At times I was dancing a little to his playing and when he played a song I sang for a bit too.

Marketing

On Saturday we had people around handing out leaflets and cards about local services.  We also had some football skills thing related to a company.  I didn't take in what that was about but plenty of people seemed to be scoring goals in a tent.


Guided Tours

The Newcastle City Tour Guides were offering trips to the top of Grey's Monument.  You have to book for these trips online and they're booked up long in advance.  Usually.  But more of that in another post.

So that's the scene at Monument.  People walking by.  Shopping.  Chatting.  Hurrying.  Sitting on the steps with their lunch.  Waiting for friends.  We weren't treated to any religious input.  Unless you count the various socialist and communist groups as a religion.  Which in many ways they are.  Often church groups are there praying for people to be healed.  Or a Christian evangelist might turn up, of the kind who wouldn't appreciate me much.  On many weekends an Islamic group are there too and sometimes a group from the local Hare Krishna temple will be chanting and offering books for a fee.

We stood.  We chatted.  We hugged.  We appreciated the sunshine.  And we hugged some more.

People smiled.  They came asking for hugs.  They enjoyed the experience, one more chink of sunlight in their day.

People frowned.  They turned at wide angles to avoid any possibility of hugs.

People stared.  People took photos of us.

People asked us why we were doing what we were doing.  Were we from a religion?  Did we want money?  Why offer hugs to strangers?  Why indeed?  Simply to add something positive to people's days.  Something to bring a smile and often a laugh too.
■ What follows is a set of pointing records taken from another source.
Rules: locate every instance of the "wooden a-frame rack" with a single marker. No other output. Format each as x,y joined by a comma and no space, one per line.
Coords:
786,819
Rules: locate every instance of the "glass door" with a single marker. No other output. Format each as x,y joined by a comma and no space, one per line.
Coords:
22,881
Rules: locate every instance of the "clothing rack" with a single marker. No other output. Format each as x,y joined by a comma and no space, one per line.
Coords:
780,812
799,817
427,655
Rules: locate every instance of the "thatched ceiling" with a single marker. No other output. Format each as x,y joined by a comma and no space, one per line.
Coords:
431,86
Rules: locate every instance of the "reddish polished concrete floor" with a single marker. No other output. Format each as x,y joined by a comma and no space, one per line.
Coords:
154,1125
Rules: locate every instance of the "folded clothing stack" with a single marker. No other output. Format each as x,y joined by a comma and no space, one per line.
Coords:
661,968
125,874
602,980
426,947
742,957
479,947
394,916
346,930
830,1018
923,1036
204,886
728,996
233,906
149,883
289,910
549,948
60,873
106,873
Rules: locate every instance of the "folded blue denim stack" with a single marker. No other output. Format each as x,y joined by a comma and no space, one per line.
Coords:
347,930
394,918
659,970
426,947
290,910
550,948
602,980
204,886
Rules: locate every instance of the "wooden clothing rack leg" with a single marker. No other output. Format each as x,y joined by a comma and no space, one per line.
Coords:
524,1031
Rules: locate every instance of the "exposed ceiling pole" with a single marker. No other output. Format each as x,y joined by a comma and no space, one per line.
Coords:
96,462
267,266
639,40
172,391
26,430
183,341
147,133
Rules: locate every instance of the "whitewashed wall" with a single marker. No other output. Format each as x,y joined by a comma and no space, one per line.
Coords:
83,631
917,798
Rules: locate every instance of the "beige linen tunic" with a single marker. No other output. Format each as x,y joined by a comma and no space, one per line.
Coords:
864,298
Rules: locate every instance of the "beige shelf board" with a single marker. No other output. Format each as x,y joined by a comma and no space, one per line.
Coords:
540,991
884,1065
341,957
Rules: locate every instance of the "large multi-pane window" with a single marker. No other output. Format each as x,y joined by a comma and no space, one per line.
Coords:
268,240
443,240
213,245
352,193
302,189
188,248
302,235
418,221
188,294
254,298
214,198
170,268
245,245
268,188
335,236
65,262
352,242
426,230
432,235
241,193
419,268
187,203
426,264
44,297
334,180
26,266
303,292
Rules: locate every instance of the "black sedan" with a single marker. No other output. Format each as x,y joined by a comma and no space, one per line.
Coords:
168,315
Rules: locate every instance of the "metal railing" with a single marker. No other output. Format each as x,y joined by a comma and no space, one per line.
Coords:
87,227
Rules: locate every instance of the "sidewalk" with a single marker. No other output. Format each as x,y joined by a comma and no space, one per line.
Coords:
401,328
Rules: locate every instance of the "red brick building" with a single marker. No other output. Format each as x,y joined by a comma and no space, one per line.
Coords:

Some of the people talked.

A couple who came for hugs were wearing big rucksacks for walking.  I asked them whether they were walking far.  They were.  Very far.  They were three months into a six month walking trip around the whole of the country.

A man approached me and started complaining at me.  Almost shouting.  He was quite cross with me.  He thought I was one of the Communists.  It turned out that the man was a refugee from Venezuela.  He had been forced to flee the country because of the repressive actions of the socialist regime led by Hugo Chavez.  Chavez wanted a workers' paradise and did do a lot of things that were good but there was a downside too.  And then it all went wrong, with consequences that continue today as we've seen in the news within the last week.  The refugee told me I was awful for supporting the Chavez government and now the Maduro government and the policies that meant he'd had to flee.  I can understand his anger at me.  I don't think I managed to communicate that I wasn't a communist at all.

A few people asked us, "How do we do this too?"  A fair question.  There's a Facebook group for this particular group of huggers.  https://www.facebook.com/HugNewcastle/  There are other groups across the country.  Anyone can start another or just go out on a sunny day with a Free Hugs sign and spread a little bit of love and acceptance.

A group on a hen weekend were very pleased.  They had a list of tasks they had to achieve and one of them was to hug a stranger.  We were pleased to tick that from their list.  Andrew also gave one of them a piggy back because that was on the list too.  It looked like they were going to have a good day ticking off items from their list.

Then it was time to stop hugging.  Two hours is enough.  Awwwww!  The opportunity was there to go out with everyone for lunch and I'd have loved to do that - thus ignoring another one of the false stories I've often told myself, that I'm bad at social, bad at people.  Alas, I couldn't go and spend more time with the crazy huggers of Newcastle.  Hopefully next time.

Not this time though because ten minutes before we were due to stop I noticed the town guides I mentioned earlier and asked one of them, "How do I get to climb to the top of the monument?"  I didn't even know that people were going up there.  I was told that there was a booking process online and that they offered the opportunity once a month.  But it was always booked up well in advance.  At that point another guide said "I've just realised we have a space today.  In ten minutes time.  That never happens."